Monday, May. 25, 1942
The Last Weapon
U.S. chemical-warfare experts believe that gas will be widely used on the battlefronts of this war. Their only uncertainty is when & where. They even know how it will be used. The airplane is a ready means of spreading gas quickly over the greatest area. And all the belligerents are ready, Axis and United Nations alike. The U.S. Army kept its counsel last week, but the citizenry could be sure that elaborate preparations have been made for chemical warfare.
The Army says only that gas masks have been supplied to every soldier sent into a potential combat zone. Gas warfare is humane, say the military theorists. As proof, they cite the fact that in World War I gas caused less suffering from wounds than other weapons. Of the 1,300,000 men gassed, only 90,000 were fatalities, and complete recoveries predominated. (Of the 28,000,000 men wounded by other weapons, 8,200,000 died.) And gas is quick and effective, they argue. War's objective is to immobilize the enemy and make him sue for peace. What quicker agent than gas? Some military observers believe the Germans could have won World War I at Ypres on April 22, 1915, when they first introduced gas in large-scale modern combat, when the stunned British and French Colonial troops choked, fell and fled as clouds of chlorine boiled into their trenches. But the Germans did not or could not follow up their first quick triumph. Every military man worth his salt knows that all such talk is only high theory, that poison gas is the most fearful horror of war, that it will be the weapon of last resort, when all other known military means have failed to force a decision. Masks on Frontiers. The outlook for civilians, as usual, is not rosy.

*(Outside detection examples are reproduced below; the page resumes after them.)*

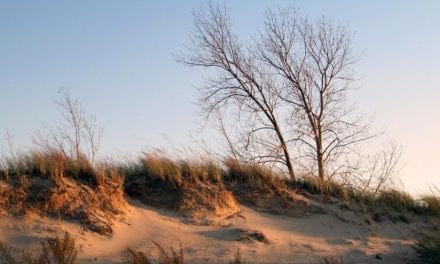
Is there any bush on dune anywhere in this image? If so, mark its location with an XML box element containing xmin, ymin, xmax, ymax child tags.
<box><xmin>0</xmin><ymin>233</ymin><xmax>78</xmax><ymax>264</ymax></box>
<box><xmin>413</xmin><ymin>234</ymin><xmax>440</xmax><ymax>264</ymax></box>
<box><xmin>0</xmin><ymin>150</ymin><xmax>125</xmax><ymax>235</ymax></box>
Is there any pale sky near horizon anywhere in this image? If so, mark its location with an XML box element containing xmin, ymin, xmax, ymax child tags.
<box><xmin>0</xmin><ymin>0</ymin><xmax>440</xmax><ymax>193</ymax></box>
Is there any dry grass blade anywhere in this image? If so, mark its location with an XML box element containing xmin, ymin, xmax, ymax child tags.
<box><xmin>153</xmin><ymin>242</ymin><xmax>184</xmax><ymax>264</ymax></box>
<box><xmin>43</xmin><ymin>233</ymin><xmax>78</xmax><ymax>264</ymax></box>
<box><xmin>229</xmin><ymin>249</ymin><xmax>250</xmax><ymax>264</ymax></box>
<box><xmin>124</xmin><ymin>248</ymin><xmax>153</xmax><ymax>264</ymax></box>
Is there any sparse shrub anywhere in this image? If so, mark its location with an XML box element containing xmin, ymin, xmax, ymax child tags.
<box><xmin>322</xmin><ymin>257</ymin><xmax>344</xmax><ymax>264</ymax></box>
<box><xmin>419</xmin><ymin>195</ymin><xmax>440</xmax><ymax>216</ymax></box>
<box><xmin>229</xmin><ymin>249</ymin><xmax>250</xmax><ymax>264</ymax></box>
<box><xmin>413</xmin><ymin>234</ymin><xmax>440</xmax><ymax>264</ymax></box>
<box><xmin>0</xmin><ymin>233</ymin><xmax>77</xmax><ymax>264</ymax></box>
<box><xmin>42</xmin><ymin>232</ymin><xmax>78</xmax><ymax>264</ymax></box>
<box><xmin>123</xmin><ymin>248</ymin><xmax>153</xmax><ymax>264</ymax></box>
<box><xmin>124</xmin><ymin>242</ymin><xmax>185</xmax><ymax>264</ymax></box>
<box><xmin>224</xmin><ymin>159</ymin><xmax>285</xmax><ymax>191</ymax></box>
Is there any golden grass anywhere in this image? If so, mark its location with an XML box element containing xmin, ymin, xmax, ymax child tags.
<box><xmin>0</xmin><ymin>233</ymin><xmax>78</xmax><ymax>264</ymax></box>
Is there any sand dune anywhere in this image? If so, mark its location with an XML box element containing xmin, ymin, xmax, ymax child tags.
<box><xmin>0</xmin><ymin>195</ymin><xmax>431</xmax><ymax>263</ymax></box>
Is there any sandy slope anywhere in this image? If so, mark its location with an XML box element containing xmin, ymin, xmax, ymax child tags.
<box><xmin>0</xmin><ymin>198</ymin><xmax>431</xmax><ymax>263</ymax></box>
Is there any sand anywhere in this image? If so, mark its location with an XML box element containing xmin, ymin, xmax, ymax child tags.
<box><xmin>0</xmin><ymin>197</ymin><xmax>432</xmax><ymax>263</ymax></box>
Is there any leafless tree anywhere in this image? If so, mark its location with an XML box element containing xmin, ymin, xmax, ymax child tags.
<box><xmin>258</xmin><ymin>9</ymin><xmax>375</xmax><ymax>180</ymax></box>
<box><xmin>179</xmin><ymin>5</ymin><xmax>295</xmax><ymax>180</ymax></box>
<box><xmin>34</xmin><ymin>88</ymin><xmax>102</xmax><ymax>164</ymax></box>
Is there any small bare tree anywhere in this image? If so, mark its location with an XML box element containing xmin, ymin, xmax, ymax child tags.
<box><xmin>179</xmin><ymin>5</ymin><xmax>295</xmax><ymax>180</ymax></box>
<box><xmin>34</xmin><ymin>88</ymin><xmax>102</xmax><ymax>165</ymax></box>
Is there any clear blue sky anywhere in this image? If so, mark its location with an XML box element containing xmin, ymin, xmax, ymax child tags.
<box><xmin>0</xmin><ymin>0</ymin><xmax>440</xmax><ymax>194</ymax></box>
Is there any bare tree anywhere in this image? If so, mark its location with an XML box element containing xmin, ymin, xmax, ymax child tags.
<box><xmin>179</xmin><ymin>5</ymin><xmax>295</xmax><ymax>180</ymax></box>
<box><xmin>34</xmin><ymin>88</ymin><xmax>102</xmax><ymax>164</ymax></box>
<box><xmin>259</xmin><ymin>10</ymin><xmax>375</xmax><ymax>180</ymax></box>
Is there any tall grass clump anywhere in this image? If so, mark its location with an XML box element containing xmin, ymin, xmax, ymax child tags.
<box><xmin>0</xmin><ymin>148</ymin><xmax>125</xmax><ymax>235</ymax></box>
<box><xmin>419</xmin><ymin>195</ymin><xmax>440</xmax><ymax>216</ymax></box>
<box><xmin>0</xmin><ymin>233</ymin><xmax>78</xmax><ymax>264</ymax></box>
<box><xmin>224</xmin><ymin>158</ymin><xmax>287</xmax><ymax>191</ymax></box>
<box><xmin>121</xmin><ymin>153</ymin><xmax>238</xmax><ymax>218</ymax></box>
<box><xmin>229</xmin><ymin>249</ymin><xmax>250</xmax><ymax>264</ymax></box>
<box><xmin>413</xmin><ymin>234</ymin><xmax>440</xmax><ymax>264</ymax></box>
<box><xmin>124</xmin><ymin>242</ymin><xmax>185</xmax><ymax>264</ymax></box>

A trial run of 5,000,000 noncombatant gas masks has been ordered. But to equip all war workers and stay-at-homes in the potential target areas -- the 300-mile-wide strips along the three coasts, and 33 other strategic areas --would require 55,000,000 masks.
Said OCDirector James M. Landis: No plans have been made to equip the whole U.S. urban population with masks, as has been done in Britain, "until the present frontiers change." And the whole foul problem hung in delicate balance: the civilian frontier might not change for the duration. Axis as well as Ally feared the terrible retaliation. Alabama's Senator Lister Hill demanded masks for all industrial workers-- and soon. The Army had established civil defense courses on five campuses (Amherst, Texas A. & M., Stanford, Florida, Maryland)--and the courses featured gas instruction. Good Old Mustard. U.S. armed forces publicly recognize 16 chemical warfare agents. None is new. There are seven poison gases, five smoke agents for screening, and the trustworthy incendiary, thermite. The poison gases: mustard, lewisite, ethyldichlorarsine, chlorpicrin, diphosgene, phosgene and chlorine. Mustard gas is popular with high commands. It rises, colorless, from a soupy, machine-oil sort of liquid, burns a man inside & out.
Lewisite, another blister gas, was developed toward the close of World War I in the U.S., is now a favorite of the Japs. Deadliest gas of World War I was phosgene: a couple of good whiffs mean a painful and almost certain death. The U.S. has no part in any treaty outlawing gas warfare.
Britain, France, Italy, Japan and the U.S. devised such a treaty in 1921, but the French did not ratify. A similar protocol initialed in 1925 was not approved by either the U.S.--or Japan.